Dodała, że 17 marca br., po przejęciu warszawskiego śledztwa prokuratura w Gorzowie Wlkp. uchyliła stosowany od trzech lat areszt wobec Piotra P. związany z gorzowskim śledztwem, nie stosując innych środków zapobiegawczych. W momencie, kiedy gorzowska prokuratura zaczęła prowadzić kolejne postępowanie przeciwko Piotrowi P., to zgodnie z zasadami metodyki postępowania uchyliła areszt w jednym z tych postępowań, z uwagi na to, że areszt był stosowany w drugim śledztwie" - wyjaśniła Leszczyńska.
"Uchylając areszt, nie stosowaliśmy środków zapobiegawczych o charakterze wolnościowym, gdyż nie byłyby one nigdy wykonywalne, bo w tym czasie przecież był stosowany areszt wobec Piotra P. Wolnościowe środki nie byłyby wykonywane, byłyby fikcją prawną
- zaznaczyła Leszczyńska.

Na pytanie PAP, jakie konsekwencje miałoby utrzymanie decyzji SA, Leszczyńska odparła: "Wtedy oczywiście automatycznie wobec Piotra P. będą stosowane przez prokuraturę środki zapobiegawcze o charakterze wolnościowym, ale oczywiście one już prawidłowego toku postępowania nie są w stanie zapewnić. Piotr P., mając wielki majątek, ukrywany w wielu miejscach na świecie - o czym sąd wiedział i co wynika z akt sprawy - po prostu może uciec z kraju i skutecznie unikać wymiaru sprawiedliwości".

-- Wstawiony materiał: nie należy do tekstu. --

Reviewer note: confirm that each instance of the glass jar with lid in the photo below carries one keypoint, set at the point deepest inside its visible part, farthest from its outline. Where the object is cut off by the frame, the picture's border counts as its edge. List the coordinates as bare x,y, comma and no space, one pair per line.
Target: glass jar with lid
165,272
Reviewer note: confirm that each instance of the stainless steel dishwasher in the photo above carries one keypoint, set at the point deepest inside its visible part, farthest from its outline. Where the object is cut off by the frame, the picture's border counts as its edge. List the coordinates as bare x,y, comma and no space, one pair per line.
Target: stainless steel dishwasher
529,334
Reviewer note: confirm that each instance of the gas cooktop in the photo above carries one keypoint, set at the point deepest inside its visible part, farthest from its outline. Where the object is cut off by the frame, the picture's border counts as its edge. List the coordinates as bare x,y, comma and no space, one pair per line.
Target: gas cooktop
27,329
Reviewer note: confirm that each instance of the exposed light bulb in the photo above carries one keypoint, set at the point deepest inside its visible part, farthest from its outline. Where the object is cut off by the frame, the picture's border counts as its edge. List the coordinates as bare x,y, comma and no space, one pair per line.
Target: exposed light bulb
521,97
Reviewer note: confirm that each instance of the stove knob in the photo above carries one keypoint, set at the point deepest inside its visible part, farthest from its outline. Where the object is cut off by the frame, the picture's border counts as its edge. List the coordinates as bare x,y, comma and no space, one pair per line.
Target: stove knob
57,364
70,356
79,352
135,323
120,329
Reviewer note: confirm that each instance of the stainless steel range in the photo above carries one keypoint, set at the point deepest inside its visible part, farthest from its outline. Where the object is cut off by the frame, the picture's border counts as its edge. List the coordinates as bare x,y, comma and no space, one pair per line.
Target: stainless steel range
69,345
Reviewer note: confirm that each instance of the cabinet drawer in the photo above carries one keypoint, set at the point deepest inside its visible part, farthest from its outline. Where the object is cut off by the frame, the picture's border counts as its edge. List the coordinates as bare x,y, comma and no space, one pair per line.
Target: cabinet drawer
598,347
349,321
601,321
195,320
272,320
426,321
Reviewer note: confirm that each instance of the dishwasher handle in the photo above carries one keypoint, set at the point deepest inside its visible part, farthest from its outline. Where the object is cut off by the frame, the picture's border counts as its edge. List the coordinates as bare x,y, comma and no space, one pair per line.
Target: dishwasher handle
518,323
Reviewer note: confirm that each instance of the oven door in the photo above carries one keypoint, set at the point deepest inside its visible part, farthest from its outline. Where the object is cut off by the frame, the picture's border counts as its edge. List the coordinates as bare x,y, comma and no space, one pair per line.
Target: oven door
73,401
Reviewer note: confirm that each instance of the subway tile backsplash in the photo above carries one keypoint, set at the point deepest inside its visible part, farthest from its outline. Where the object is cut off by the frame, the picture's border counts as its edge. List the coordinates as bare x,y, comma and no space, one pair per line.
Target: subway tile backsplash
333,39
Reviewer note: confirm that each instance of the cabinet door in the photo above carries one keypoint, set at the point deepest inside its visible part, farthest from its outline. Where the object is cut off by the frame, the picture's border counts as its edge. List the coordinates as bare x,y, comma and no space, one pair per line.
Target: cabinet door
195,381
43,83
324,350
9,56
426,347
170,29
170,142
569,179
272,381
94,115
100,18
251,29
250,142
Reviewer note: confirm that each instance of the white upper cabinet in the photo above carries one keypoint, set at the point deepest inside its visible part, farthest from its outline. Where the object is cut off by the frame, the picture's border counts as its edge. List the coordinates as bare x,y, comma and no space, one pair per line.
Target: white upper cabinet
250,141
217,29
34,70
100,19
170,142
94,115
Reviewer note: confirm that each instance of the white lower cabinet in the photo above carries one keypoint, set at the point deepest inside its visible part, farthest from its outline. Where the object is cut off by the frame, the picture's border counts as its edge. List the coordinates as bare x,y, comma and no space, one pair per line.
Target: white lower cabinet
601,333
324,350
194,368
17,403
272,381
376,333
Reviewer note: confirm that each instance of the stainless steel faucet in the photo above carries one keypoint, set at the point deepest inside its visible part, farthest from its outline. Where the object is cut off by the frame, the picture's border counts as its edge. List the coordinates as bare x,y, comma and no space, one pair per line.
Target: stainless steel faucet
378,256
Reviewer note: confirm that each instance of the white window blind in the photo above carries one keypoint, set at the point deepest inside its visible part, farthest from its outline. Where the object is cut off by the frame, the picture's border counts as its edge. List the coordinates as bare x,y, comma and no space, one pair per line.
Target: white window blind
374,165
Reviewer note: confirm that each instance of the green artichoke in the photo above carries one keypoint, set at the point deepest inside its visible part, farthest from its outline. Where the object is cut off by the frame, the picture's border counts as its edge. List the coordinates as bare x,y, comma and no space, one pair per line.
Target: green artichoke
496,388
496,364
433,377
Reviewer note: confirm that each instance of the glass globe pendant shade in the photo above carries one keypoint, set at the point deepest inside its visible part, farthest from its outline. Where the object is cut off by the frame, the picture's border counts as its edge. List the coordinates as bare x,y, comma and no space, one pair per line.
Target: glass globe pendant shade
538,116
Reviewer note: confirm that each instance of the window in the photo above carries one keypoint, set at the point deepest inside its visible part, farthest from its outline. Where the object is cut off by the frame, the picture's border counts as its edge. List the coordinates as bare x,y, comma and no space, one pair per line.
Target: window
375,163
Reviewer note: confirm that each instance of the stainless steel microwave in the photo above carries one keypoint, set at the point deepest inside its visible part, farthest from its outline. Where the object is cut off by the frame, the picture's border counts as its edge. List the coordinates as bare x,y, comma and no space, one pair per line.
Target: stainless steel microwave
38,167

Rzecznik SA potwierdził, że decyzję o nieprzedłużeniu aresztu wobec Piotra P. podjął Andrzej Olszewski - sędzia SA w Szczecinie, który na początku br. zgodził się na przedterminowe, warunkowe zwolnienie z więzienia Ryszarda D., skazanego za brutalne pobicie 10-letniej dziewczynki. Kiedy na początku marca br. D. wyszedł na wolność, uprowadził pod Szczecinem 12-latkę z Golczewa; policja szybko ją odnalazła, a porywacza zatrzymała. O wszczęcie postępowania dyscyplinarnego wobec sędziego wystąpił min. Ziobro.

W 2016 r. Piotr P. został skazany przez warszawski sąd I instancji na 5 lat pozbawienia wolności za tzw. aferę fundacji "Pro Civili", założonej przez byłych oficerów WSI. Przed stołecznym sądem trwa odrębny proces, w którym P. jest oskarżony o zlecenie pobicia w 2014 r. wiceszefa KNF nadzorującego kontrolę w SKOK Wołomin. Kolejny termin tego procesu - 22 maja.